Hoots define territory and great horned owls are now entering their breeding season. Before this month ends some of these winged warriors that fly on silent wings will be on their  nests making
them one of the  earliest breeders of the bird world.
(Ulanawa's blog )

Friday, January 6, 2012

BEAR CREEK NATURE PARK: No bears, but upscale raccoon in tree den

Five Star High-Rise Apartment!
all photos by Jonathan Schechter
Bear Creek Nature Park,  January 3, 2012 Oakland Township, Michigan

NOTE: These photos are a supplement to my hiking column on the Bear Creek Nature
Park  now on-line  on The Oakland Press website and to
 be in the print edition on Sunday, January  8th.
My hiking columns appears every Sunday in The Oakland Press.

Bear Creek Nature Park, a unit of Oakland Township Parks, is not wilderness by
 any  streach of the imagination. But these 107 acres of rolling glacial terrain,
woodlands, wetlands and fields in Oakland County are  rich in nature's way.
All you need do is look. And be patient. Sometimes very patient.

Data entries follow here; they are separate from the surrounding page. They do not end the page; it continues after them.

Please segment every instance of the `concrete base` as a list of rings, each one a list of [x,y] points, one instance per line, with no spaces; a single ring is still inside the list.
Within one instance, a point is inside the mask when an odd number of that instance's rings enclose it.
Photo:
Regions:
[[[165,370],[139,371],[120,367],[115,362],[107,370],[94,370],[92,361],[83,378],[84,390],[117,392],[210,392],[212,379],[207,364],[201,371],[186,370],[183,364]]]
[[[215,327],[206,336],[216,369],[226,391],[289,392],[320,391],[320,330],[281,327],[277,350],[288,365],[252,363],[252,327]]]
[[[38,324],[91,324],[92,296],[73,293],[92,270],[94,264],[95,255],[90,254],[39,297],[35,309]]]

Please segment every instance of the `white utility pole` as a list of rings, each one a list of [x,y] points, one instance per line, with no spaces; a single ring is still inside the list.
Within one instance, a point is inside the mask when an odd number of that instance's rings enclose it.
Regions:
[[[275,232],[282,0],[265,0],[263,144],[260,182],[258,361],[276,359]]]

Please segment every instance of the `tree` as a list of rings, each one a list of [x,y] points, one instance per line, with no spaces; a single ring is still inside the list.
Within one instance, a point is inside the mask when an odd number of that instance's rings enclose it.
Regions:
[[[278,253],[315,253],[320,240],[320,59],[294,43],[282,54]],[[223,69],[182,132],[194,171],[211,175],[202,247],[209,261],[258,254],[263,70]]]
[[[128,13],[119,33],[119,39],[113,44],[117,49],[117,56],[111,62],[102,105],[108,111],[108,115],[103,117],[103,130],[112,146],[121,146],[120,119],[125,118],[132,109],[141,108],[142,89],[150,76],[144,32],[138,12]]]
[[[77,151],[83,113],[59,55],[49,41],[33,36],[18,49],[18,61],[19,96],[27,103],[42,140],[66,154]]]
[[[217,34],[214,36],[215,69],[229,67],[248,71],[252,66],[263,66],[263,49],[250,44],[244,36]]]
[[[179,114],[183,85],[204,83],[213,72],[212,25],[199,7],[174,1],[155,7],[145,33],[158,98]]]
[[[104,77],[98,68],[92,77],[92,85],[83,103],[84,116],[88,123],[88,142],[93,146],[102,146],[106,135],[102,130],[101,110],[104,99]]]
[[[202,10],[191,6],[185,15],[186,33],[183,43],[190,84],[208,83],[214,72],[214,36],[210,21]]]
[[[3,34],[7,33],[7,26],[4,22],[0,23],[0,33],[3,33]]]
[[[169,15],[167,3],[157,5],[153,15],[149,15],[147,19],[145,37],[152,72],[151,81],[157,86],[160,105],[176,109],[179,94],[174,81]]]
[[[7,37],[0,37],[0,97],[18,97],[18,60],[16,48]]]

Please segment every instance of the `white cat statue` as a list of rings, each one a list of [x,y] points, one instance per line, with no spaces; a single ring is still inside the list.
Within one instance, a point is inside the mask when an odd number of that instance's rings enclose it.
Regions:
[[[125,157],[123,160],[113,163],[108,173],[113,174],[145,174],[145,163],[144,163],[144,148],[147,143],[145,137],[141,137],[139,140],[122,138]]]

ABOVE:  The oak tree above is more than a tree with "a big hole in it".
 A watchful  person may spot the inhabitant, a raccoon that considers this a
high rise luxury apartment. And for the raccoon it is just that.

 #1 The upscale raccoon at rest.
#2 A not so empty cattail marsh: many creatures under ice.
#3 A muskrat lodge in the marsh.
#4 Now frozen vernal ponds are spring breeding areas for amphibians.
#5 A windthrow is perfect winter shelter for many small species.
#6 A red-tailed hawk, back to the wind and me waits for a rabbit or vole.

Tuesday, January 3, 2012

Open Letter of FINAL WARNING to a Squirrel!

photos by Jonathan Schechter
January 3rd, 2012

Dear Mr. Squirrel:  Here's the deal. Listen up and pay attention!  A few days before New
Year's Eve you discovered my BIRD feeding station. Please note the word BIRD.  It is NOT a
squirrel feeding station! You Mr. Fox Squirrel (For humans reading this fox squirrel is the
 species of  squirrel in these pictures) are meant to be hanging out in leafy nests high up in oak
trees and  munching on black walnuts and acorns.
You are not!

 From sunrise to sunset you are at my feeders. You sit in the platform feeder swinging away
and spilling a good portion of the seed in the process and eat the rest. When chickadees or
other small birds fly in you brace yourself and almost swat at them. 
That is just rude and must stop!
And now when it gets windy  you move to my window feeder and you climb
 inside and actually sprawl your pathetic body out on the seed as you eat like a
FAT FARM PIG* and ignore my tapping from my side of the window.
 (*Sorry farm pigs, no insult intended) 
This too must stop!
This may be politically incorrect but fact of the matter Mr. Squirrel; Just look at yourself!
You are becoming a morbidly obese ball of  lazy fur and if you think in spring a foxy lady
squirrel is  going to want any of your fat tail, you have another think coming. 
 I do not know if you are susceptible to  heart disease but your days are numbered.
And here are the two main reasons:
1. You are becoming too fat to escape from a fox or coyote.
2. You are already too fat to scurry from a red-tailed hawk.

And if you do not pay attention to my warning and get back to your wilder ways of life
I have a good friend who told me that seed fed squirrel meat is just delicious.